Mawaru Penguindrum Episodes 8 and 9 – Turning Point

It should be obvious that I think the Ringo arc has gone far enough, and fortunately episode 8 wraps it up with a bang. Not only that, but episode 9 takes the show into a completely new direction. It might only be for one episode, but I feel like Mawaru Penguindrum is finally going someplace again.

I can't think of the last high school-centered anime I watched that made nakedness so creepy and unerotic. Good for Brain's Base

Ringo’s story has long been sliding into a dark, dark place. I can appreciate that, but it feels like it has taken way too long to get there. In particular, a decent chunk of the last few episodes felt like an excuse to throw Shouma into yet another gross or disturbing humiliation at Ringo’s hands.
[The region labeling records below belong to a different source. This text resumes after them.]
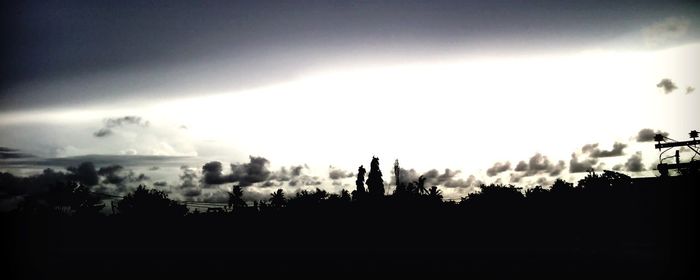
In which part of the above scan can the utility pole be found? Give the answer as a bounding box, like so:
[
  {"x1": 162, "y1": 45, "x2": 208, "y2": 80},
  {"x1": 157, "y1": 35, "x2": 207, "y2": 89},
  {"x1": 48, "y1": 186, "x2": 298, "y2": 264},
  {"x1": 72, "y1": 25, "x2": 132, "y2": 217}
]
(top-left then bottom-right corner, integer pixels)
[{"x1": 654, "y1": 130, "x2": 700, "y2": 177}]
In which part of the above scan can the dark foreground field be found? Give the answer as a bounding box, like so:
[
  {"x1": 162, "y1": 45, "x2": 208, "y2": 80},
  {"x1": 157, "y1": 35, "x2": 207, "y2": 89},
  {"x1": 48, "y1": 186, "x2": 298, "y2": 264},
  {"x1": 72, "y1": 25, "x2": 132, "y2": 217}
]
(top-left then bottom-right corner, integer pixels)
[{"x1": 2, "y1": 177, "x2": 700, "y2": 279}]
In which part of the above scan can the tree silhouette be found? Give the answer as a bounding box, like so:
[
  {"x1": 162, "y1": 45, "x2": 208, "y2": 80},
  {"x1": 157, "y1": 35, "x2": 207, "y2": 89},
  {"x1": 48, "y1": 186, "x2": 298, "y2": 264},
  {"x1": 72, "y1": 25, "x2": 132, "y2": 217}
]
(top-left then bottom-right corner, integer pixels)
[
  {"x1": 428, "y1": 186, "x2": 442, "y2": 201},
  {"x1": 414, "y1": 176, "x2": 428, "y2": 196},
  {"x1": 228, "y1": 185, "x2": 248, "y2": 209},
  {"x1": 270, "y1": 189, "x2": 287, "y2": 208},
  {"x1": 117, "y1": 185, "x2": 187, "y2": 218},
  {"x1": 366, "y1": 157, "x2": 384, "y2": 197},
  {"x1": 353, "y1": 165, "x2": 367, "y2": 198}
]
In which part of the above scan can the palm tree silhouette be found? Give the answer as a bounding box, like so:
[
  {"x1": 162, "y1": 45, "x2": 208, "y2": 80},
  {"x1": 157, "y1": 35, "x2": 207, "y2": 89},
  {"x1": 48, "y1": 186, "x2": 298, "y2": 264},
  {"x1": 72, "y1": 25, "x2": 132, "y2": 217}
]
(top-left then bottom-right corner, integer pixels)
[
  {"x1": 270, "y1": 189, "x2": 287, "y2": 208},
  {"x1": 428, "y1": 186, "x2": 442, "y2": 200},
  {"x1": 415, "y1": 176, "x2": 428, "y2": 195},
  {"x1": 228, "y1": 185, "x2": 248, "y2": 209}
]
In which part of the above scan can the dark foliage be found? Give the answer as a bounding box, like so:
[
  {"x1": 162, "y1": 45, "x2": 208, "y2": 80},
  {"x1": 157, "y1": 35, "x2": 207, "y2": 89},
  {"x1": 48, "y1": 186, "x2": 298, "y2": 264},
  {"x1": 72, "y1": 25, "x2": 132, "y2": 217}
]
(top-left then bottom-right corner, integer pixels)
[{"x1": 2, "y1": 158, "x2": 699, "y2": 279}]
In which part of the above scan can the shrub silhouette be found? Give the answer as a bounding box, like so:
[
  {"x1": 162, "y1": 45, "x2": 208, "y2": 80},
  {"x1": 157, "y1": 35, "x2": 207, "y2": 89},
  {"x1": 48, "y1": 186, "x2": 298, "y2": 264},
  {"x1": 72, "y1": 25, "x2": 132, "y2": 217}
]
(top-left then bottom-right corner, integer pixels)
[
  {"x1": 366, "y1": 157, "x2": 384, "y2": 197},
  {"x1": 117, "y1": 185, "x2": 187, "y2": 219}
]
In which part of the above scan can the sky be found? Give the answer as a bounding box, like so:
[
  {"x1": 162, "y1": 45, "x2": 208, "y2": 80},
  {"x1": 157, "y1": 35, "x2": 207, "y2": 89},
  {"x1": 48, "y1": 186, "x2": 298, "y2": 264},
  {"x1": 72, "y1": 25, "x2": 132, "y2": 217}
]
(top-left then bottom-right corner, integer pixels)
[{"x1": 0, "y1": 0, "x2": 700, "y2": 201}]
Those have been getting steadily more extreme, and episode 8 is definitely the climatic finale of this part of the show. Basically, Ringo’s attempt to reunite her family and take the place of her dead sister has been falling apart all around her. She sees her father propose to his new girlfriend (in a twisted redux of her most cherished childhood moment), and Tabuki’s life is slowly intertwining with his fiancée.

Just as penguins featured prominently in Ringo's childhood memory, eels seem to be important for his stepdaughter. I think Ringo has the better deal, here

Last episode ended with her crawling up from her hiding place under the foundation in his house, willing to give Tabuki her virginity, only to find that he spent the night at the new apartment where he’s moving in with Yuri.
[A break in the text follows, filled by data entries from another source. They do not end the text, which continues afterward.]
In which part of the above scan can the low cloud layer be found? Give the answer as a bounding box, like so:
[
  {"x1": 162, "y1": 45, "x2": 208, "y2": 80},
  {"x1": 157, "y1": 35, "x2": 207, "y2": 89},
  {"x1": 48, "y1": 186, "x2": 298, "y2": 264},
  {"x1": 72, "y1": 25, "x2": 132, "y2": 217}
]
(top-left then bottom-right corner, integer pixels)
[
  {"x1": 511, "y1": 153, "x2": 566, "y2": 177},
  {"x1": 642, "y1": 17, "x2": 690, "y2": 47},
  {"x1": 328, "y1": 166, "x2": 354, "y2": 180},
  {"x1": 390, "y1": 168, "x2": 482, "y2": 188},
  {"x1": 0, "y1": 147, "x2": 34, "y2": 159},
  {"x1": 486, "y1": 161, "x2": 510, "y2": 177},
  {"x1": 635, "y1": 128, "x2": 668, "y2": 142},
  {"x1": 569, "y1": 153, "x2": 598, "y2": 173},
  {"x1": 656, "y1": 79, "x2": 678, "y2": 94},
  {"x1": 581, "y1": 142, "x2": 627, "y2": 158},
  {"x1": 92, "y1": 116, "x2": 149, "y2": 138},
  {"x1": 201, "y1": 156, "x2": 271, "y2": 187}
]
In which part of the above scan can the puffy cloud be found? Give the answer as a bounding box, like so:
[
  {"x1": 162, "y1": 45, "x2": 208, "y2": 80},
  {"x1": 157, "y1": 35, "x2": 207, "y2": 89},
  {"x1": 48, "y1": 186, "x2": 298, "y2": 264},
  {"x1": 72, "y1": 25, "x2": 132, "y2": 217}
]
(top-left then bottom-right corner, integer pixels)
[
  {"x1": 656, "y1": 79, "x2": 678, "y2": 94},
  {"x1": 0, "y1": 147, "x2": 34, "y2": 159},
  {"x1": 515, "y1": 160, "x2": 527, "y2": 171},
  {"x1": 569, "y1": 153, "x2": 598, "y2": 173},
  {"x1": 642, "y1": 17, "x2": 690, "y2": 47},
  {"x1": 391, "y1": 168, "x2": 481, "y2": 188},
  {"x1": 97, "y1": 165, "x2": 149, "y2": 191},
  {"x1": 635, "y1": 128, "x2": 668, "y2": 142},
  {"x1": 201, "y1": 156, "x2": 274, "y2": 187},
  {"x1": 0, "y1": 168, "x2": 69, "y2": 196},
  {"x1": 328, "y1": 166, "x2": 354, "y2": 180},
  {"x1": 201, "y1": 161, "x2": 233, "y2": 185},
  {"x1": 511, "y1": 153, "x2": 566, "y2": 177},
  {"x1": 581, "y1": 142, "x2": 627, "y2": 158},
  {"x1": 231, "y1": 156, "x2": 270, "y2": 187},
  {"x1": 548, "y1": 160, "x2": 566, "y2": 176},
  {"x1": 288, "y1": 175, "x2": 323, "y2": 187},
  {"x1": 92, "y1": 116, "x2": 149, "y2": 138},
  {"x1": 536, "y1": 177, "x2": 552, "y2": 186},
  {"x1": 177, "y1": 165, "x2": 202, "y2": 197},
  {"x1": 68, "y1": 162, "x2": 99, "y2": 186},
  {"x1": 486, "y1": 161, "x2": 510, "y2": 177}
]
So, knowing that Yuri will be leaving on her farewell tour, she heads over to Tabuki’s new apartment, drugs him with a wedding present cake, and tries to rape him. Only the fact that Shouma is also there (and Yuri’s flight gets cancelled at the last minute) keeps her plan from going through.


At this point, things just keep getting worse for Ringo. The episode ends on a cliffhanger that signifies a pretty dramatic change in the direction of the show.

Episode 9 doesn’t resolve this at all. Instead, it jumps back to the time of the very first episode, to the aquarium visit before Himari found the hat that brought her back to life and started everything rolling. In that episode, Himari disappears for a few minutes while her brothers run off or space out.

Episode 9 drops the cartoonish style almost completely, opting for the surreal and fantastic. It feels kind of like an anime version of a Borges story, which may be why I love it

This episode shows Himari on a surreal journey to a library below the aquarium, where a strange man takes her on a journey through the archives of her past. It takes place almost entirely in flashbacks, telling the story of Himari and her friends’ childhood aspirations to be idols.

It’s a dramatic change in the visual style of the show, as well, ditching the usual brightly colored, super-deformed madness for a more sedate, washed out (but still colorful) style. It’s still bizarre, but a different kind of bizarre: more of the lonely melancholy surrealism of a Borges novel than the colorful nonsense that typifies Japanese anime surrealism.

Even in these screens, you should be able to tell which came from episode 8, and which came from 9

Himari’s health prevents her from ever realizing her dreams, but it’s clear that the other two made it big, becoming the ever-present idols in the ads on the background of the subway. The man gives her the penguin hat, telling her that she is to be the bride of fate.

Who knows what any of that means, other than providing yet another female character with a strong tie to fate, but one thing is clear to me: something different is finally going to happen in Mawaru Penguindrum, and I can’t wait to see what kind of craziness they have planned.